5 Apr: The rendezvous proximity operations between Cosmos 2581 (62902) and Cosmos 2582 (62903) continued. Here is the analysis we did for the Flash on 9 Mar 2025 which details the interactions between the three satellites from 13 Feb through 7 Mar 2025. This article details what we’ve seen from 8 Mar through 6 Apr 2025. Of note, Cosmos 2582 appears to be doing all of the maneuvering while Cosmos 2581 remains in its natural orbit. For its part 2583 has conducted limited maneuvers but is believed to have released an object (cataloged as “Object F” <63330>) on 18 Mar. This article is based solely on TLE data available on Celestrak.org, reporting provided by the Joint Commercial Operations (JCO) cell and orbit visualization from Space Cockpit.
Timeline:
- 6-8 Mar: Cosmos 2581 & 2582 are separating at an approximate rate of 5 km/day. Satellites are separated by ~6.5km.
- 9 Mar: Cosmos 2581 & 2582 continue to separate, now ~18.8km apart.
- 10 Mar: Cosmos 2582 maneuvers and range to 2581 decreases to ~9.7km and closing.
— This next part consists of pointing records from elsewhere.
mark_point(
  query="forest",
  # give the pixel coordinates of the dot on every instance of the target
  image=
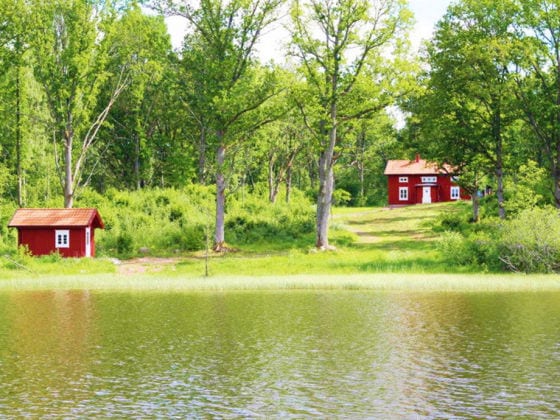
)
(96, 105)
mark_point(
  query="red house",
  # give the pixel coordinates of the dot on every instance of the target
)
(420, 182)
(68, 231)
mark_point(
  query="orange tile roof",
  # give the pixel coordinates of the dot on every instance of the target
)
(415, 167)
(56, 218)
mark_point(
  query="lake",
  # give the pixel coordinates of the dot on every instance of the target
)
(279, 354)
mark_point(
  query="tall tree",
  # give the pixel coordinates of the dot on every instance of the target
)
(141, 44)
(468, 112)
(538, 77)
(219, 57)
(71, 64)
(336, 43)
(14, 44)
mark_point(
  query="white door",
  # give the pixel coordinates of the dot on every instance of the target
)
(88, 242)
(426, 195)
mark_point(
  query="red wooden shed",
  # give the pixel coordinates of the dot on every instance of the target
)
(68, 231)
(420, 182)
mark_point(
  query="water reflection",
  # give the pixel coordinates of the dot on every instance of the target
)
(289, 354)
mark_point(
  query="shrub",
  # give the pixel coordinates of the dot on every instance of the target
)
(531, 242)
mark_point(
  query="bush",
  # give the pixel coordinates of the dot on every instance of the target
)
(531, 242)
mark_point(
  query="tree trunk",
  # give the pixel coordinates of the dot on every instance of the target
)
(137, 161)
(202, 157)
(326, 186)
(272, 184)
(476, 206)
(219, 235)
(68, 178)
(19, 171)
(556, 172)
(324, 201)
(288, 184)
(499, 165)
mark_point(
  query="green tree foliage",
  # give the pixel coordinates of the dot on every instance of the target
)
(468, 114)
(226, 87)
(339, 46)
(538, 78)
(70, 61)
(137, 136)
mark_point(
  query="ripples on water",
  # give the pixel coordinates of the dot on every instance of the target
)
(285, 354)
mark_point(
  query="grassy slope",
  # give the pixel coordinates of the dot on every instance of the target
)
(397, 245)
(378, 241)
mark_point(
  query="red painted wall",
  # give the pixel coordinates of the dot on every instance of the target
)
(42, 241)
(439, 193)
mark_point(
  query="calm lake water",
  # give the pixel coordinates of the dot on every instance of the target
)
(279, 354)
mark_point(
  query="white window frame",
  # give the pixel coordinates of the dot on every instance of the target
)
(455, 192)
(62, 238)
(403, 193)
(429, 179)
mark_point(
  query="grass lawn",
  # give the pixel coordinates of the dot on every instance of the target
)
(378, 249)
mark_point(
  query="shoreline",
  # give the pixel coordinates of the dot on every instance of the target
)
(382, 282)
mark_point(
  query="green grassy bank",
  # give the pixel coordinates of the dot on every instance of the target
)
(374, 282)
(377, 249)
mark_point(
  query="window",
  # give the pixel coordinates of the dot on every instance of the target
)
(403, 193)
(455, 193)
(429, 180)
(62, 238)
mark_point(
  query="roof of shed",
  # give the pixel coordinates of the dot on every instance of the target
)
(415, 167)
(56, 218)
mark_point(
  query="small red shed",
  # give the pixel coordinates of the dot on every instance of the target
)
(420, 182)
(68, 231)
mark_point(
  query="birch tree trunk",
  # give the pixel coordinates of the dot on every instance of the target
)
(68, 186)
(219, 234)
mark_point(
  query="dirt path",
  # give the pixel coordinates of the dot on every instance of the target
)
(144, 265)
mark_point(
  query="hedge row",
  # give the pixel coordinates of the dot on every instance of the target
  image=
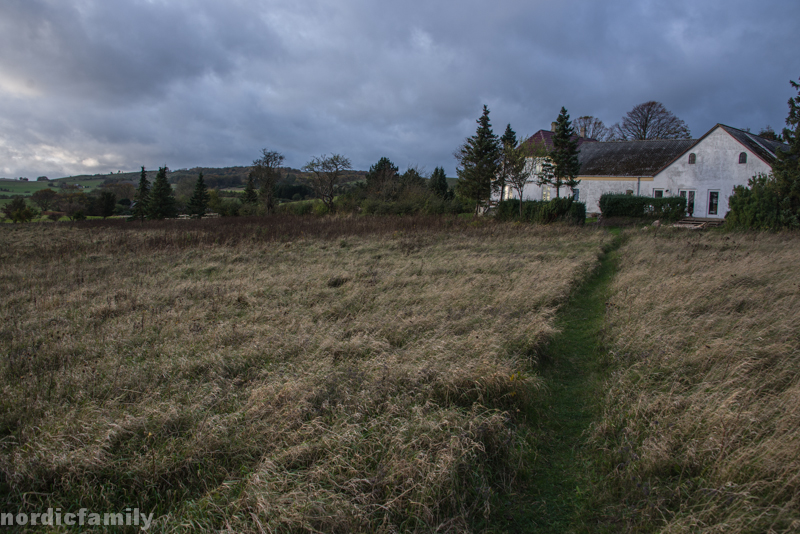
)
(543, 211)
(668, 208)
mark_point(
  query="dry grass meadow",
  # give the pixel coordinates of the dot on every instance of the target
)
(701, 428)
(328, 375)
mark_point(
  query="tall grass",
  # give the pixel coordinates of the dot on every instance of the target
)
(701, 431)
(280, 374)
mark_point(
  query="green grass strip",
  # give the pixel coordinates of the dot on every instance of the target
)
(554, 495)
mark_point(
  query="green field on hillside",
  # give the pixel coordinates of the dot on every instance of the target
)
(393, 374)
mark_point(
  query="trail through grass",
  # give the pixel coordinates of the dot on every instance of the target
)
(555, 498)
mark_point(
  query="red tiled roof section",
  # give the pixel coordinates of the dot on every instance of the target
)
(545, 138)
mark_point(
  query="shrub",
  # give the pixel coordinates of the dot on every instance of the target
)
(617, 205)
(761, 205)
(543, 211)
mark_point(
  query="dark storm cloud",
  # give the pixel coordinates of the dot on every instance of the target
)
(93, 86)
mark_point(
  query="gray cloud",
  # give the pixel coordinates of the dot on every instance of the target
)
(93, 86)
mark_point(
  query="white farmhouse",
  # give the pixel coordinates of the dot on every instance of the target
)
(707, 172)
(704, 170)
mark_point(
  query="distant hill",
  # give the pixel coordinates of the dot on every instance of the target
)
(215, 177)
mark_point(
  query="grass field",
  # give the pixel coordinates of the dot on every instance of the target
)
(701, 423)
(277, 375)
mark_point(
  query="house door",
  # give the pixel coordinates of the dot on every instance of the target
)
(713, 203)
(689, 196)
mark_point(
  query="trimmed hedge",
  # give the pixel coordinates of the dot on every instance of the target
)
(543, 211)
(668, 208)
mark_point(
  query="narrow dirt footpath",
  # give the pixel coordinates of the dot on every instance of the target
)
(557, 491)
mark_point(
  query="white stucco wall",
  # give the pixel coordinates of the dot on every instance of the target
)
(717, 168)
(589, 189)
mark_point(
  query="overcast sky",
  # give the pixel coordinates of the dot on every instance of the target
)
(93, 86)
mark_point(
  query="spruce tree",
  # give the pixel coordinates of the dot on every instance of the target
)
(142, 197)
(508, 143)
(162, 199)
(250, 194)
(786, 168)
(565, 154)
(479, 161)
(383, 180)
(199, 202)
(438, 184)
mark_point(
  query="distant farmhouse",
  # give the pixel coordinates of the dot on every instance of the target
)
(703, 170)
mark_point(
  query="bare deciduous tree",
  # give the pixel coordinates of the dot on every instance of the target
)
(328, 171)
(650, 120)
(592, 127)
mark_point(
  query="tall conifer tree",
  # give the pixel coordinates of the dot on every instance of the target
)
(479, 161)
(162, 199)
(438, 184)
(142, 197)
(508, 143)
(199, 201)
(564, 155)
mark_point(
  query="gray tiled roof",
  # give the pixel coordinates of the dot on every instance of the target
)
(545, 138)
(630, 158)
(764, 148)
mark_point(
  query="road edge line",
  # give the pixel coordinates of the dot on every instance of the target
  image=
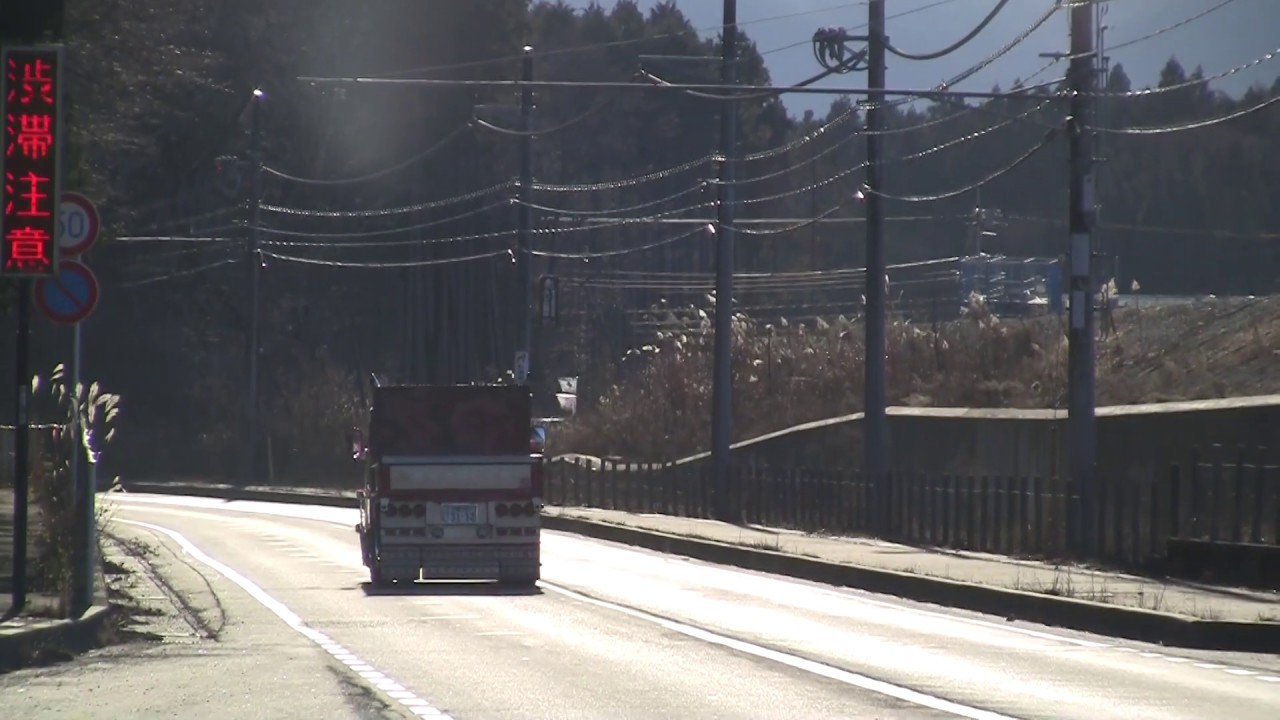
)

- 11 Mar: Cosmos 2582 has a close approach of <2km with 2581.
- 12-15 Mar: Cosmos 2582 has periodic close approaches of <1km with 2581.
- 16 Mar: Cosmos 2582 maneuvers to increase separation with 2581. Object separation grows to >120km. Later on 16 Mar, Cosmos 2582 maneuvers again to begin closing with 2581.
- 17-19 Mar: Cosmos 2582 reduces separation with 2581 from >120km to ~3.4km.
- 20 Mar: Cosmos 2582 again maneuvers to reduce distance with 2581. JCO predicts maneuver will result in <1km RPO between the 2 satellites.
- 21- 27 Mar: Separation between Cosmos 2582 and 2581 declines from ~20.8km to ~2.2km. Cosmos 2582 continues to close with 2581.
- 28 Mar – 6 Apr: Cosmos 2582 conducts RPO with Cosmos 2582 and is continuously within 1km.